On 19/02/15 11:08, Roger Pau Monné wrote:
> El 19/02/15 a les 3.05, Bob Liu ha escrit:
>>
>>
>> On 02/19/2015 02:08 AM, Felipe Franciosi wrote:
>>>> -----Original Message-----
>>>> From: Konrad Rzeszutek Wilk [mailto:konrad.wilk@xxxxxxxxxx]
>>>> Sent: 18 February 2015 17:38
>>>> To: Roger Pau Monne
>>>> Cc: Bob Liu; xen-devel@xxxxxxxxxxxxx; David Vrabel; linux-
>>>> kernel@xxxxxxxxxxxxxxx; Felipe Franciosi; axboe@xxxxxx; hch@xxxxxxxxxxxxx;
>>>> avanzini.arianna@xxxxxxxxx
>>>> Subject: Re: [PATCH 04/10] xen/blkfront: separate ring information to an 
>>>> new
>>>> struct
>>>>
>>>> On Wed, Feb 18, 2015 at 06:28:49PM +0100, Roger Pau Monné wrote:
>>>>> El 15/02/15 a les 9.18, Bob Liu ha escrit:
>>>>> AFAICT you seem to have a list of persistent grants, indirect pages
>>>>> and a grant table callback for each ring, isn't this supposed to be
>>>>> shared between all rings?
>>>>>
>>>>> I don't think we should be going down that route, or else we can hoard
>>>>> a large amount of memory and grants.
>>>>
>>>> It does remove the lock that would have to be accessed by each ring thread 
>>>> to
>>>> access those. Those values (grants) can be limited to be a smaller value 
>>>> such
>>>> that the overall number is the same as it was with the previous version. 
>>>> As in:
>>>> each ring has = MAX_GRANTS / nr_online_cpus().
>>>>>
>>>
>>> We should definitely be concerned with the amount of memory consumed on the 
>>> backend for each plugged virtual disk.

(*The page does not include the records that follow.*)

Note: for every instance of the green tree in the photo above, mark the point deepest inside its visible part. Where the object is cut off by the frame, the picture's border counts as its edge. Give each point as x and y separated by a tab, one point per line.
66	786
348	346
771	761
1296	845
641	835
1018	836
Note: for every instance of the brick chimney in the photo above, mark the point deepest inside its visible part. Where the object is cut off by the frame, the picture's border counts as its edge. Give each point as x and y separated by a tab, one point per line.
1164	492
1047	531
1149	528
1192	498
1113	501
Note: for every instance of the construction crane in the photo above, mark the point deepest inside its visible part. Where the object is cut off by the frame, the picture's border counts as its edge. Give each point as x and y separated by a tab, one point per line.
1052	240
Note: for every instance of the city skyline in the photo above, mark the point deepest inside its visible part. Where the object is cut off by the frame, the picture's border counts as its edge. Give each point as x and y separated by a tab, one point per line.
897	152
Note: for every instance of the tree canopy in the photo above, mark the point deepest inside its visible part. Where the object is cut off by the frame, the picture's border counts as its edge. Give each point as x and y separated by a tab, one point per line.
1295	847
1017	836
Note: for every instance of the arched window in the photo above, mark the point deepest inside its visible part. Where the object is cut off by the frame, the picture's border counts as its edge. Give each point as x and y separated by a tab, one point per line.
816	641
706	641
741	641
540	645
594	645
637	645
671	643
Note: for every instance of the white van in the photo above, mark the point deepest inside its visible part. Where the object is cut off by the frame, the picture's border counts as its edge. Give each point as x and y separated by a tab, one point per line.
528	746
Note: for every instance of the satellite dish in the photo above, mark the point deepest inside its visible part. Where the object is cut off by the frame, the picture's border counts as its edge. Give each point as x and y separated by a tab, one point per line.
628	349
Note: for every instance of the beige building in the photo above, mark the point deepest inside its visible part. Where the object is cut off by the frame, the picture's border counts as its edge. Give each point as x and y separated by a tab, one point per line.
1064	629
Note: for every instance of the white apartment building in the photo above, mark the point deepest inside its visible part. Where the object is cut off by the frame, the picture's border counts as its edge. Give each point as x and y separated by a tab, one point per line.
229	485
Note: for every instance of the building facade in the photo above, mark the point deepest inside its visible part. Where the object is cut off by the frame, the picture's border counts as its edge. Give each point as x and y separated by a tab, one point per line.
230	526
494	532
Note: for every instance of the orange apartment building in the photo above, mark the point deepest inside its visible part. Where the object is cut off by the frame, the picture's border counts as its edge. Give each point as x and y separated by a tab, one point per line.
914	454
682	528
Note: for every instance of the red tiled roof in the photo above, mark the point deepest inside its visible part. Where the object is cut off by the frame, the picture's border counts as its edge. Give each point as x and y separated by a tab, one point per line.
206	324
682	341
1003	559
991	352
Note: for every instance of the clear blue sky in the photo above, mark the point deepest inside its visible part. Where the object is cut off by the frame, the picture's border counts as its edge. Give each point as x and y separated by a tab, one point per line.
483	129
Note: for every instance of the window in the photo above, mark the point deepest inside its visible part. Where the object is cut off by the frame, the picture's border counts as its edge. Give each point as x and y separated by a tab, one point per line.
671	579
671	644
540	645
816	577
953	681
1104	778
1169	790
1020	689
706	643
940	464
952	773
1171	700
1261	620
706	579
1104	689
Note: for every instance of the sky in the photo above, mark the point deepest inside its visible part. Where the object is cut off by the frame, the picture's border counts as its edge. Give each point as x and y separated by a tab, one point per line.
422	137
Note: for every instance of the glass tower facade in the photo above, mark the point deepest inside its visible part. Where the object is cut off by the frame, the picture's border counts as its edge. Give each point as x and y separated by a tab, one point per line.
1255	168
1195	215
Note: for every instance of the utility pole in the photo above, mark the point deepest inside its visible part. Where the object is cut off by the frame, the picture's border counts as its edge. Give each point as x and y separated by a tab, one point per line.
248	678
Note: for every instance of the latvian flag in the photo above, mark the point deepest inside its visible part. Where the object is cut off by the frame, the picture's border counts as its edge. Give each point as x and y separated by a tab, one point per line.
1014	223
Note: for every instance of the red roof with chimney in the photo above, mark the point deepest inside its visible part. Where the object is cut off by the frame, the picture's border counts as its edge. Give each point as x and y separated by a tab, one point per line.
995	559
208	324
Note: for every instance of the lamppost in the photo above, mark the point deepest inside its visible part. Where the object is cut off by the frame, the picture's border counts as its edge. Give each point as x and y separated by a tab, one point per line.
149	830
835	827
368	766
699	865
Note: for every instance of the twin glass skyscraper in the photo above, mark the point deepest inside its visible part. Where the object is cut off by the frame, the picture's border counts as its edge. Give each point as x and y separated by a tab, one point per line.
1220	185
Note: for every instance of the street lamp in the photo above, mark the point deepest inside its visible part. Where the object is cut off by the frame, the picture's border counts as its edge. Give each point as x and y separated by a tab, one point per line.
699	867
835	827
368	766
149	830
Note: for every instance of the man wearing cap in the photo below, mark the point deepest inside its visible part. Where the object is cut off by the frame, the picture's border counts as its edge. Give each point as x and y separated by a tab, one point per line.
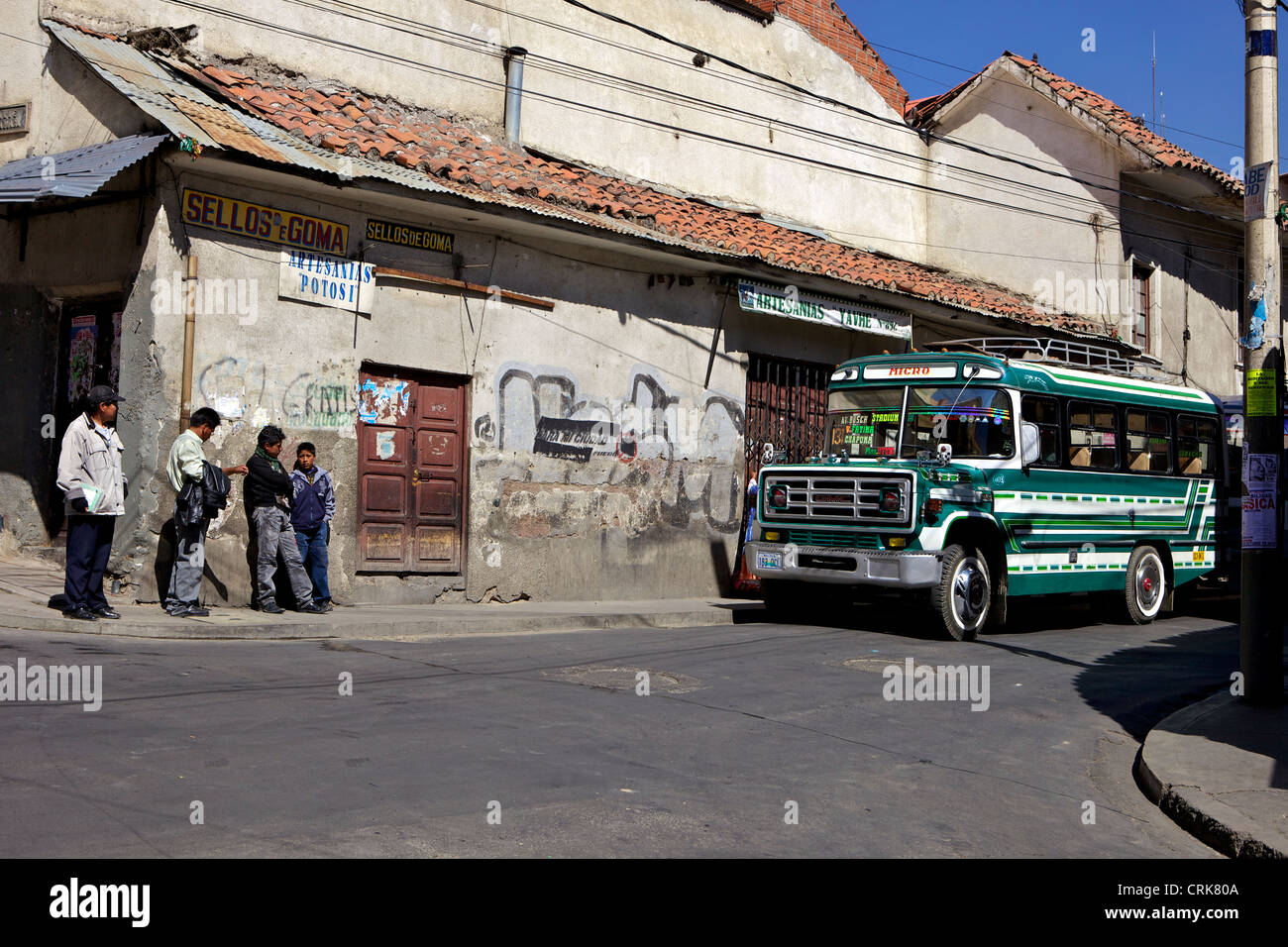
187	466
89	474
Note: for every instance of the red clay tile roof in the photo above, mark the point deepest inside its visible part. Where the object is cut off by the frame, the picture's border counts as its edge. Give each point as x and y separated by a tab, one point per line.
472	165
827	24
1113	118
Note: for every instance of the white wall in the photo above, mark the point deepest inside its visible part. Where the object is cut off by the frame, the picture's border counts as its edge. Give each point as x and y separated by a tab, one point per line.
456	68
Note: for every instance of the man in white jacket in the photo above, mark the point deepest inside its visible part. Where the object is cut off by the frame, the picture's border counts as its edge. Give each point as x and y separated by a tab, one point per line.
89	474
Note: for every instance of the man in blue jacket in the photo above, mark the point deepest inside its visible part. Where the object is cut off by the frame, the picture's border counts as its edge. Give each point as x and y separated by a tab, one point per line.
312	508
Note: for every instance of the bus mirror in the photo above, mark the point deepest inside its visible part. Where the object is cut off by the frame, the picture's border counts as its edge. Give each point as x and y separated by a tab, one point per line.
1030	441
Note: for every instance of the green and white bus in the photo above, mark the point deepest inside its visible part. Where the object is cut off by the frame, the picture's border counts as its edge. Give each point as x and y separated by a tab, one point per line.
996	468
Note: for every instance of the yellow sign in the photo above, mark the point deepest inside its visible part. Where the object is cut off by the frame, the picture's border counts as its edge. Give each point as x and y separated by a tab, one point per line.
1258	390
248	219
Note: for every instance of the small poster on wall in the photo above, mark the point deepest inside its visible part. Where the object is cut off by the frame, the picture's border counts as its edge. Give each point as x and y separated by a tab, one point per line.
82	357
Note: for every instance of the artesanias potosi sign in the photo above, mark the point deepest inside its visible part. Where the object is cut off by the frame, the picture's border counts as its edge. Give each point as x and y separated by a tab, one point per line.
258	221
778	300
327	279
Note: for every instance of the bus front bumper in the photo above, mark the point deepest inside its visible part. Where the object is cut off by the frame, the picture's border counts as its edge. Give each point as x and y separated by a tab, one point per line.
894	569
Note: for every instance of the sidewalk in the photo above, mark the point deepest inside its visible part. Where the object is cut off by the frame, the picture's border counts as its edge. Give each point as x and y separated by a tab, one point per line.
1220	770
26	586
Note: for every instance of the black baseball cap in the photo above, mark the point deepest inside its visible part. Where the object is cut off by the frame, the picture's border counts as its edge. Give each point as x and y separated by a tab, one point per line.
101	393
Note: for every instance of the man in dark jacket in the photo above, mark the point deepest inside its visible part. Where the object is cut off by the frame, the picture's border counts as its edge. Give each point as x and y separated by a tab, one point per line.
267	508
187	466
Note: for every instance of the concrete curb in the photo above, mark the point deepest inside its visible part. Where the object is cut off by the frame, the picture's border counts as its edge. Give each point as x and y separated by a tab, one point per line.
1198	812
428	626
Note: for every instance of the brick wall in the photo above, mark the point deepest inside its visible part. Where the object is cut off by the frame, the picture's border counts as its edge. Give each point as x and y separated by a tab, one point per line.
829	26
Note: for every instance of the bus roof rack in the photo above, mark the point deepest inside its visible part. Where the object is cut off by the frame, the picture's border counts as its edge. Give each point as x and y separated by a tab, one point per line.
1070	355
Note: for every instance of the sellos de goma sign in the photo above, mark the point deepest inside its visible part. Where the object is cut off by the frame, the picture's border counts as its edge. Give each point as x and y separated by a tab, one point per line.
258	221
404	235
785	300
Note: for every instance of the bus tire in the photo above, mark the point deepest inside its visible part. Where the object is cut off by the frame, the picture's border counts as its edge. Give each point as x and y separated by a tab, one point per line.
964	594
1146	585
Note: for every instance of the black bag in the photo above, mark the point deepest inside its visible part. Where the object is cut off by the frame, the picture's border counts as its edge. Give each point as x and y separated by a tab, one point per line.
215	487
205	497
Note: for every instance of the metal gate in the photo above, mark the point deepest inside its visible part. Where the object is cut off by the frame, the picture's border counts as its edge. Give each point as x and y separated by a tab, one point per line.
786	406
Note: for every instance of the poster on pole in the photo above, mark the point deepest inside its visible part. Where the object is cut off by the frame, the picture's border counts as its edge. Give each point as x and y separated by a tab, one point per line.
1256	188
1260	500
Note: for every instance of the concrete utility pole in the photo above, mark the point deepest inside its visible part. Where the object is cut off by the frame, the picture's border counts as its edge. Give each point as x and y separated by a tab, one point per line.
1262	600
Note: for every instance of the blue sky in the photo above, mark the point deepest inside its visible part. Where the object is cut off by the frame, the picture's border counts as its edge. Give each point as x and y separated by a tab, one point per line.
1199	54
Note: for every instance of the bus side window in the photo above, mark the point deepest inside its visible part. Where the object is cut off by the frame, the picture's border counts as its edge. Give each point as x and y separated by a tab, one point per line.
1043	412
1197	446
1093	436
1149	444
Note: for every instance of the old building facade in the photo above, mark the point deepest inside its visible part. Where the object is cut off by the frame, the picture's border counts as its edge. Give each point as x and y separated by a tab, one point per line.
541	356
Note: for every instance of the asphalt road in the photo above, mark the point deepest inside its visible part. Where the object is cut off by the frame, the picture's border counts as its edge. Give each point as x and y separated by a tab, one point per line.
540	745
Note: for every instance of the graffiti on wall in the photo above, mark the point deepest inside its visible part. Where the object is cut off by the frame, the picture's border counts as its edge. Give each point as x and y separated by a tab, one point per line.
574	440
679	457
246	390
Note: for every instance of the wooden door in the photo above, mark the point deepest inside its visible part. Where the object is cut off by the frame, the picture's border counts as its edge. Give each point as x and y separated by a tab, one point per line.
411	474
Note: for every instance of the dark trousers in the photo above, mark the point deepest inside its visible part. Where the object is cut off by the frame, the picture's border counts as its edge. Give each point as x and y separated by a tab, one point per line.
89	544
313	552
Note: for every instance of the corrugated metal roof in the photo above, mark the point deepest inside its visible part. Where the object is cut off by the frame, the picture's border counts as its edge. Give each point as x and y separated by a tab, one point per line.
76	172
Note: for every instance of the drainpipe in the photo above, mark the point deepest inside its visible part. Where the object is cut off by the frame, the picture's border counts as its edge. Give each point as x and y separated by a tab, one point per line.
189	330
514	56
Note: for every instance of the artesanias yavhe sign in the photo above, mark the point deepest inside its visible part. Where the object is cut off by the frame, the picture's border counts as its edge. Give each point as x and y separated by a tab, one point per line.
415	237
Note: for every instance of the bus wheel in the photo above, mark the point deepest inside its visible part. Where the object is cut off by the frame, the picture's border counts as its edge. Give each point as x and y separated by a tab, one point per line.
1146	585
964	592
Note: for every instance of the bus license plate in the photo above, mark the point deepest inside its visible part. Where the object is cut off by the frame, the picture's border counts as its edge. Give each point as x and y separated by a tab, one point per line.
769	561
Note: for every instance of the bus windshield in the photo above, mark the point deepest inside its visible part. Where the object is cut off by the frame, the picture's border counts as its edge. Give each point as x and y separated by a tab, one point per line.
977	421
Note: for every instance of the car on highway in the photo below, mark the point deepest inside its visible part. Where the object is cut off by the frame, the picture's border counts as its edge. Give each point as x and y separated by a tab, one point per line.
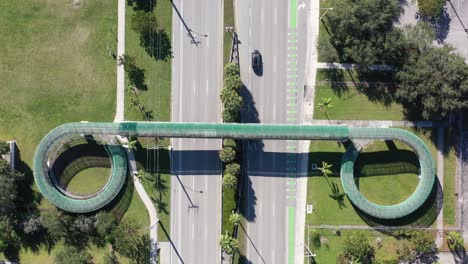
257	62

We have faced several problems in 
>>> XenServer around this area before; it drastically affects VBD scalability 
>>> per host.
>>>
>>
>> Right, so we have to keep both the lock and the amount of memory
>> consumed in mind.
>>
>>> This makes me think that all the persistent grants work was done as a 
>>> workaround while we were facing several performance problems around 
>>> concurrent grant un/mapping operations. Given all the recent submissions 
>>> made around this (grant ops) area, is this something we should perhaps 
>>> revisit and discuss whether we want to continue offering persistent grants 
>>> as a feature?
>>>
>>
>> Agree, Life would be easier if we can remove the persistent feature.
> 
> I was thinking about this yesterday, and IMHO I think we should remove
> persistent grants now while it's not too entangled, leaving it for later
> will just make our life more miserable.
> 
> While it's true that persistent grants provide a throughput increase by
> preventing grant table operations and TLB flushes, it has several
> problems that cannot by avoided:
> 
>  - Memory/grants hoarding, we need to reserve the same amount of memory
> as the amount of data that we want to have in-flight. While this is not
> so critical for memory, it is for grants, since using too many grants
> can basically deadlock other PV interfaces. There's no way to avoid this
> since it's the design behind persistent grants.
> 
>  - Memcopy: guest needs to perform a memcopy of all data that goes
> through blkfront. While not so critical, Felipe found systems were
> memcopy was more expensive than grant map/unmap in the backend (IIRC
> those were AMD systems).
> 
>  - Complexity/interactions: when persistent grants was designed number
> of requests was limited to 32 and each request could only contain 11
> pages. This means we had to use 352 pages/grants which was fine. Now
> that we have indirect IO and multiqueue in the horizon this number has
> gone up by orders of magnitude, I don't think this is viable/useful any
> more.
> 
> If Konrad/Bob agree I would like to send a patch to remove persistent
> grants and then have the multiqueue series rebased on top of that.

I agree with this.

I think we can get better  performance/scalability gains of with
improvements to grant table locking and TLB flush avoidance.